Da ogni dolore dovremmo riuscire a trarre un senso e, soprattutto, uno stimolo ad andare avanti e ad imparare. È quello che non riusciamo a fare e con la pandemia non abbiamo fatto altro che rafforzare questa tendenza.
Come racconta Il Giornale, siamo pronti a sacrificare tutto, pur di non affrontare il dolore. Lo spiega il filosofo Byung-Chul Han in La società senza dolore (Einaudi). Critica la “società palliativa” che ha “un atteggiamento di rifiuto nei confronti del dolore”.
Guardando alla pandemia, che di fatto non viene mai menzionata esplicitamente, ma aleggia nel racconto, le persone la percepiscono come senza senso e per questo si indeboliscono: “Una caratteristica cruciale dell’odierna esperienza del dolore consiste nel fatto che esso venga percepito come privo di senso. L’intera narrazione cristiana l’ha abbandonato per sempre”.
Questo perché, come spiega il filosofo, spesso la malattia porta ad una ricerca di Dio, eppure da un anno a questa parte anche la religione sembra essere succube di una corrente, l’ambientalismo, che attribuisce l’emergenza sanitaria ai peccati commessi dall’uomo. Viviamo in una società senza dolore: “Le crescenti aspettative nei confronti della medicina, associate all’insensatezza del dolore, fanno sembrare insopportabili i dolori più insignificanti”.

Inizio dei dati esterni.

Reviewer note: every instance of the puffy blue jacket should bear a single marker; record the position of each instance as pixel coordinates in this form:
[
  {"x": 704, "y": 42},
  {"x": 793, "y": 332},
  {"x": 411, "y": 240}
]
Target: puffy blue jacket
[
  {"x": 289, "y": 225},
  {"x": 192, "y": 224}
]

“Nella società palliativa disimpariamo totalmente come si fa a rendere il dolore raccontabile, anzi cantabile, a renderlo linguaggio, a traghettarlo in una narrazione”, per questo sacrifichiamo anche le nostre libertà. Per Byung-Chul Han il liberismo occidentale fallisce davanti al virus: “A causa del dispositivo d’igiene, la società della sopravvivenza si vedrà obbligata a rinunciare ai principi liberali”.